= John Phokas =

John Phokas (Ἰωάννης Φωκᾶς, /grc-x-byzant/) or Phocas (Johannes Phocas, /la-x-medieval/) was a 12th-century Byzantine pilgrim to the Holy Land. He wrote an account of his travels, the so-called Ekphrasis or Concise Description of the Holy Places, (Note: The full title of the work is Ἔκφρασις ἐν συνόψει τῶν ἀπ’ Ἀντιοχείας μέχρις Ἱεροσολύμων κάστρων καὶ χωρῶν Συρίας, Φοινίκης καί τῶν κατὰ Παλαιστίνην ἁγίων τόπων συγγραφεῖσα παρὰ Ἰωάννου ἱερέως τοῦ εὐσεβεστάτου Φωκᾶ, υἱοῦ Ματθαίου, μοναχοῦ τοῦ ἐνασκοῦντος ἐν Πάτμῳ τῇ νήσῳ, ὅσπερ εἶδεν τοὺς ἁγίους τόπους ἐν ἔτει τῷ ͵ϛχπε΄ τῷ τότε καιρῷ (Ékphrasis en Synópsei tō̂n ap’ Antiocheías Méchris Hierosolýmōn Kástrōn kaí Chōrō̂n Syrías, Phoiníkēs kaí tō̂n katà Palaistínēn Hagíōn Tópōn Syngrapheîsa parà Iōánnou Hieréos toû Eusebestátou Phōkâ, Hyioû Matthaíou, Monachoû toû Enaskoûntos en Pátmō tē̂ Nḗsō, Hósper Eîden toús Hagíous Tópous en Étei tō̂ ...schpé tō̂ Tóte Kairō̂).) which has been called "the most elegant of Palestinian pilgrimage accounts". Doubt has recently arisen over whether Phokas was in fact the author of the Ekphrasis, which has been re-attributed instead to the John Doukas who went on an imperial mission to the Holy Land in 1177.

Little biographical information about Phokas is available. One manuscript of the Ekphrasis contains a note stating that he was a priest and that his father, a certain Matthew, became a monk on Patmos. According to this marginal note, his trip to the Holy Land took place in either 1177 or 1195. He is known to have accompanied Byzantine Emperor Manuel I on an expedition to the sea off Attaleia. He may be the same person as the "Focas" who, according to the Annales Herbipolenses, was sent by Manuel in 1147 to guide the crusading army of King Conrad III of Germany from Nicaea to Iconium.

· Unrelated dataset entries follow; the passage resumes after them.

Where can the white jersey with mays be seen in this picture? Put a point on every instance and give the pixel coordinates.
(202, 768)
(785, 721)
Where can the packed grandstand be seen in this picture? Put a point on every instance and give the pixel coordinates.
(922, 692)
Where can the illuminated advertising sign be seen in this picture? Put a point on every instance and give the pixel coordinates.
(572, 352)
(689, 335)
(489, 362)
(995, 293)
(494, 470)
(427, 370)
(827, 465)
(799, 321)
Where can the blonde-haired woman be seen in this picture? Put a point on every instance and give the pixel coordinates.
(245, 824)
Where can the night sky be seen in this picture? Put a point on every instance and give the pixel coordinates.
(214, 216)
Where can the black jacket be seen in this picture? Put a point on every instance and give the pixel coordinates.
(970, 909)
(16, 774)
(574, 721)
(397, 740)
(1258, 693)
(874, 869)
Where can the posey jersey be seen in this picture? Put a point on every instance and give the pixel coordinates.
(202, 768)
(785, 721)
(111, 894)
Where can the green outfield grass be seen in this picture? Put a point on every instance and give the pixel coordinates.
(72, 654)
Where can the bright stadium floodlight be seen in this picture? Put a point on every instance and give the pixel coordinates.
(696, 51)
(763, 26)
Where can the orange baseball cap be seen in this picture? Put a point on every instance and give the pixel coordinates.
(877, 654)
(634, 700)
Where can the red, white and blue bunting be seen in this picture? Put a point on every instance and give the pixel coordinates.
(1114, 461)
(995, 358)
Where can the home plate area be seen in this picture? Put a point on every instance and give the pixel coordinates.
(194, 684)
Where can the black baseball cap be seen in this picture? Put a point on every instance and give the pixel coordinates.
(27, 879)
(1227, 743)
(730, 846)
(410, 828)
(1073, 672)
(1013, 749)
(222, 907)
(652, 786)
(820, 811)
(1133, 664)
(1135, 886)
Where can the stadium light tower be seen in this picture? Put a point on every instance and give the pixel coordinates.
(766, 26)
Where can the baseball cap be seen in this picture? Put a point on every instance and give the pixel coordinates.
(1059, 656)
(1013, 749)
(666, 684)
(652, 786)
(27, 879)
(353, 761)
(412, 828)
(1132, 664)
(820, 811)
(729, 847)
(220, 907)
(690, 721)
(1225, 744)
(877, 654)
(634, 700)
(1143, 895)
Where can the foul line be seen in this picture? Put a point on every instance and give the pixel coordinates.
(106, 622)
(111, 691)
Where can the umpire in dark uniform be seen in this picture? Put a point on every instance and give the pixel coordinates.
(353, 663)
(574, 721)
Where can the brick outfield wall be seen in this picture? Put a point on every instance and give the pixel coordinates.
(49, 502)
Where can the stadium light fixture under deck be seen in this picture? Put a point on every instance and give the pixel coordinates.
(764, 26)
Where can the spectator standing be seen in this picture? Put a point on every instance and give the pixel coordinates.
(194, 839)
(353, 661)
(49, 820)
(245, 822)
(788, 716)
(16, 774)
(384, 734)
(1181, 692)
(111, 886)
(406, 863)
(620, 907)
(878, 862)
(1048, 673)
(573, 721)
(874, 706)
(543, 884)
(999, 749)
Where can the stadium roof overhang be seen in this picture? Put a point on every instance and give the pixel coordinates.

Phokas's Ekphrasis is both concise and precise. He had a rather positive attitude towards the Crusaders. In some cases he provides unique information. He describes a fanatical Saracen sect called the Chasisioi (perhaps the Assassins). He calls the river Jordan "the holiest among rivers" and names three monasteries in the vicinity of site of the baptism of Jesus dedicated to Our Lady of Kalamon, John Chrysostom and John the Baptist. The latter was rebuilt, he says, by Manuel I. He also reports that Cana was nothing more than a kastellion , that there were two monasteries (one Greek, one Latin) atop Mount Tabor, and that the site of ancient Jericho was covered in gardens and vineyards.

Besides the Bible, Phokas also quotes from such ancient authors as Flavius Josephus and Achilles Tatius. The Ekphrasis may have been written against the pilgrimage account of Constantine Manasses, who returned from the Holy Land disillusioned and wondering why Christ lived there. In the Ekphrasis, the beauty of the places is stressed repeatedly.